MixtureVitae:基于开放网络规模的高质量预训练数据集,由许可优先文本源构建的指令与推理数据
MixtureVitae: Open Web-Scale Pretraining Dataset With High Quality Instruction and Reasoning Data Built from Permissive-First Text Sources
September 29, 2025
作者: Huu Nguyen, Victor May, Harsh Raj, Marianna Nezhurina, Yishan Wang, Yanqi Luo, Minh Chien Vu, Taishi Nakamura, Ken Tsui, Van Khue Nguyen, David Salinas, Aleksandra Krasnodębska, Christoph Schuhmann, Mats Leon Richter, Xuan-Son, Vu, Jenia Jitsev
cs.AI
摘要
我们推出了MixtureVitae,这是一个旨在最小化法律风险同时提供强大模型性能的开放获取预训练语料库。MixtureVitae采用了一种风险缓释的源数据策略,结合了公共领域及宽松许可(如CC-BY/Apache)的文本,以及经过审慎论证的低风险补充材料(如政府出版物和符合欧盟文本与数据挖掘资格的资源),并辅以针对性指导、推理及来源明确的人工合成数据。
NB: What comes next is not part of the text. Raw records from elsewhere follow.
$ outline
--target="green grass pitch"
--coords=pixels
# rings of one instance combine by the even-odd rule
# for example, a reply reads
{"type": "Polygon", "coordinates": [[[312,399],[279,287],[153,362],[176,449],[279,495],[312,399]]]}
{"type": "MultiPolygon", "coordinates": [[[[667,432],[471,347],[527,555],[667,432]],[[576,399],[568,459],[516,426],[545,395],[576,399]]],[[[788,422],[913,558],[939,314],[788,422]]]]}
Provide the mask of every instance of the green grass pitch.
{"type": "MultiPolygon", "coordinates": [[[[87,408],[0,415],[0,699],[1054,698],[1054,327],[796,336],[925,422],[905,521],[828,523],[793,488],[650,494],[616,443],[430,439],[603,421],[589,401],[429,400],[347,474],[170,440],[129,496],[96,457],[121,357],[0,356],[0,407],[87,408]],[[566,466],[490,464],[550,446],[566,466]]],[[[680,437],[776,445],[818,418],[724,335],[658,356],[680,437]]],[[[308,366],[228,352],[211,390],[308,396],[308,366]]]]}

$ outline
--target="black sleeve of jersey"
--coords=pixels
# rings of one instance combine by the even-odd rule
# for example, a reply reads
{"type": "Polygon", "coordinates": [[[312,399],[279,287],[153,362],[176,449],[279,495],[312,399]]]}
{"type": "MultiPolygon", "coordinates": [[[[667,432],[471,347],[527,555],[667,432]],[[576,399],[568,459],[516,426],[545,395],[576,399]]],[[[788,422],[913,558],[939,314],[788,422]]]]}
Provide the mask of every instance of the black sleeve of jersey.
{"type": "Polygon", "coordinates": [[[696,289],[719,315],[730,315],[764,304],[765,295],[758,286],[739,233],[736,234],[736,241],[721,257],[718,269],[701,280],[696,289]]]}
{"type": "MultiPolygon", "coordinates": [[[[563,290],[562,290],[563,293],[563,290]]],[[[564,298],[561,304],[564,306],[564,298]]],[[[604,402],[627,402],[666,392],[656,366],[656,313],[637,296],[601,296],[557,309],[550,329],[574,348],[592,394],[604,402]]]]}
我们详细阐述了一个透明的多阶段处理流程,包括基于许可的筛选、安全与质量审查,以及领域感知的混合方法,并公开了数据集及其构建方案,以支持可重复性研究。在采用开放科学参考训练协议(固定架构参数为130M/400M/1.3B/1.7B;训练预算为50B和300B tokens)的对照实验中,基于MixtureVitae训练的模型在一系列标准基准测试中持续超越其他宽松许可数据集,尤其在1.7B/300B配置下,其表现超越了FineWeb-Edu,并在训练后期接近DCLM水平。在数学/代码任务上表现尤为突出,在问答任务上也展现出竞争力。这些结果表明,以宽松许可优先、风险缓释的数据为训练高效大语言模型提供了实用且法律风险可控的基础,减少了对无差别网络爬取的依赖,同时保持了竞争力。代码地址:https://github.com/ontocord/mixturevitae。
English
We present MixtureVitae, an open-access pretraining corpus built to minimize
legal risk while providing strong model performance. MixtureVitae follows a
risk-mitigated sourcing strategy that combines public-domain and permissively
licensed text (e.g., CC-BY/Apache) with carefully justified low-risk additions
(e.g., government works and EU TDM-eligible sources), alongside targeted
instruction, reasoning and synthetic data with documented provenance. We detail
a transparent, multi-stage pipeline for license-aware filtering, safety and
quality screening, and domain-aware mixing, and we release the dataset and
curation recipes to support reproducible research. In controlled experiments
using the open-sci-ref training protocol (fixed architectures at
130M/400M/1.3B/1.7B parameters; training budgets of 50B and 300B tokens),
models trained on MixtureVitae consistently outperform other permissive
datasets across a suite of standard benchmarks, and at the 1.7B/300B setting
they surpass FineWeb-Edu and approach DCLM in the later stages of training.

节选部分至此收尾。